Single payer systems like Medicare are not “socialized medicine.” A socialized system is when the government owns the hospitals, and doctors are salaried public employees. Medicare, on the other hand, merely pays the bills just like private health insurance. It does not own the hospitals, nor does it pay salaries to doctors as if they were government employees.

The problem

Our insurance system has multiple for-profit private insurers like Anthem, Blue Cross, and hundreds of others. In a multi-payer, for-profit system, each private insurance payer creates its own risk pool of insured people and their premiums. Because each private company creates its own risk pool, it can make more money if it selects the youngest and healthiest people to join its plan. Young people are less likely to get sick, and more from the pool of premiums can be turned into profit. The less a company has to pay for health care, the more money it can make. This drive for profit is why private health insurance companies look for ways to take in more premiums and pay out less for health care. This results in cherry picking the healthiest people to insure. It also results in denying claims whenever possible. Private health insurance companies are seeking profits. They are not looking to pay for health care.

This perverse profit incentive adds huge costs to our health care system in the form of

“Quarantine” by DareWrek

profit-enhancing gimmicks such as narrow networks, maze-like claim rules, deductibles, co-pays, exclusions and limitations all designed to keep our premium dollars for their profits instead of paying for care. All of this mess requires an army of insurance clerks to review the fine print and deny payment of claims. This huge bureaucratic bloat also requires that hospitals and doctors hire their own billing army to battle with those claim denials and deal with hundreds of insurance companies and their arcane rules, coding, and claim forms. Add to insurer’s high cost of marketing, extravagant executive salaries, duplication by multiple payers and lobbying of state and federal legislatures, and it is easy to see why the cost of administration of this beast eats up at least 15-20% of premiums.

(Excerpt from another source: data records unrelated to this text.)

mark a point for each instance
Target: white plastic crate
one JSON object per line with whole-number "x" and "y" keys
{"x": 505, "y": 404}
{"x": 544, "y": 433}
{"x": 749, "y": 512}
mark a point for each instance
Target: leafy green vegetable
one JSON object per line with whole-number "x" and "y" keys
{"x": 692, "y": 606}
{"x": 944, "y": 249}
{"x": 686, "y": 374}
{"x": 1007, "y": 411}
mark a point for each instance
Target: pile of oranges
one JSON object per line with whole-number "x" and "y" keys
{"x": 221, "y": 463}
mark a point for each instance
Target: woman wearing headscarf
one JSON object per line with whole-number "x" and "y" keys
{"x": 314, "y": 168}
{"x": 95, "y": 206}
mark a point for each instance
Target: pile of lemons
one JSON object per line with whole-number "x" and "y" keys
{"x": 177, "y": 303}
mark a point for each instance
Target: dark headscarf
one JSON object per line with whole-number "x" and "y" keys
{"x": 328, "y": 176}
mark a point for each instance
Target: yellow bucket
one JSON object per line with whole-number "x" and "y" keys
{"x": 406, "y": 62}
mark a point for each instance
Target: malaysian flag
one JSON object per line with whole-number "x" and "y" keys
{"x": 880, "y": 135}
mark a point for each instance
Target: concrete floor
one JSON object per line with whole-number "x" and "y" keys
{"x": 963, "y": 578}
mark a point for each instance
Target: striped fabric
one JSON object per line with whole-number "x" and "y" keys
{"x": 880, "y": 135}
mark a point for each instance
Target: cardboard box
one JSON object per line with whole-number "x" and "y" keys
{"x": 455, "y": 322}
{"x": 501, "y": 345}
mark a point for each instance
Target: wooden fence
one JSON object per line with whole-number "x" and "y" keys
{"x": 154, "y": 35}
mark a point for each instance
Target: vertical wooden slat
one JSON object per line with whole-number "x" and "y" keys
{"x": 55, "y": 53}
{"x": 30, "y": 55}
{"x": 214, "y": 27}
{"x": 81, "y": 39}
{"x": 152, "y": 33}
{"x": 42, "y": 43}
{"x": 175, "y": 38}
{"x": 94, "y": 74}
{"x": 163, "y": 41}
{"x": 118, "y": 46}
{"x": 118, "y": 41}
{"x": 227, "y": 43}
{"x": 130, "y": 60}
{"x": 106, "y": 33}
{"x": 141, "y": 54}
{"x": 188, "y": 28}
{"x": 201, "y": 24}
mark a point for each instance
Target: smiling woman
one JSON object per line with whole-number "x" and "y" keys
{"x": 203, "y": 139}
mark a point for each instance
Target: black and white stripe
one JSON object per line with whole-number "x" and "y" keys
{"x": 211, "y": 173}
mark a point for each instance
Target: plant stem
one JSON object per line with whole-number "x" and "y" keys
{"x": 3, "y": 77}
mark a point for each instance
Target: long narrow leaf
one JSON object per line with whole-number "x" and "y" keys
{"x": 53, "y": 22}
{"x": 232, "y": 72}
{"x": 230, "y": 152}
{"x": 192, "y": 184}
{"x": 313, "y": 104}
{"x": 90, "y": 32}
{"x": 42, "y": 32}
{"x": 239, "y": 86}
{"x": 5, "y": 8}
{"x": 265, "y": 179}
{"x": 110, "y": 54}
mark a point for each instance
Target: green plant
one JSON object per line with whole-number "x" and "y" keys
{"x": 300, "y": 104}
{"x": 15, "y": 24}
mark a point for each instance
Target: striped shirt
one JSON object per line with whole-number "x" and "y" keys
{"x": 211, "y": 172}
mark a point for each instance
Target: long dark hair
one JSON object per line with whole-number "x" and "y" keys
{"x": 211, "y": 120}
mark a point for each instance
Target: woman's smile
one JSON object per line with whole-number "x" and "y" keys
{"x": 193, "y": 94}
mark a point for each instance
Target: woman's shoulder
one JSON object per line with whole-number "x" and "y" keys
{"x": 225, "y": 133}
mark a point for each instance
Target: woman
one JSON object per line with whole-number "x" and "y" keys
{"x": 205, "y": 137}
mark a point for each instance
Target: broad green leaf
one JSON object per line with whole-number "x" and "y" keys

Medicare, on the other hand, is a single payer nonprofit system designed to cover the health needs of an entire population, all those over 65. So Medicare does not seek to make money from the premium taxes paid into the pool of those covered, nor seek out the healthiest people in order to avoid paying for health care. Medicare wastes no money on advertising, high executive salaries, expensive lobbyists, nor does it seek to increase dividends to shareholders by denying claims in order to make larger profits. Its mission is to create a large pool of people and raise just enough money to cover their health care needs. As a result, Medicare’s administrative costs are around 2%; its claims procedures are uniform requiring less clerical staff; paper work is reduced; the duplication of a multi-payer system is eliminated; and it’s large enough to negotiate for lower prices and coverage, and is not tied to employment or marriage. All providers and hospitals are part of this single system. This is how most other developed countries pay for health care within their free-market economies.

The Bottom Line

To lead a healthy productive life, people need medical care much as they need clean water and safe food. The universal system that covers everyone is a single payer nonprofit system that costs less, provides more, and eliminates the duplication and bloat of our current mess. We’ll all be physically, mentally and financially healthier with it.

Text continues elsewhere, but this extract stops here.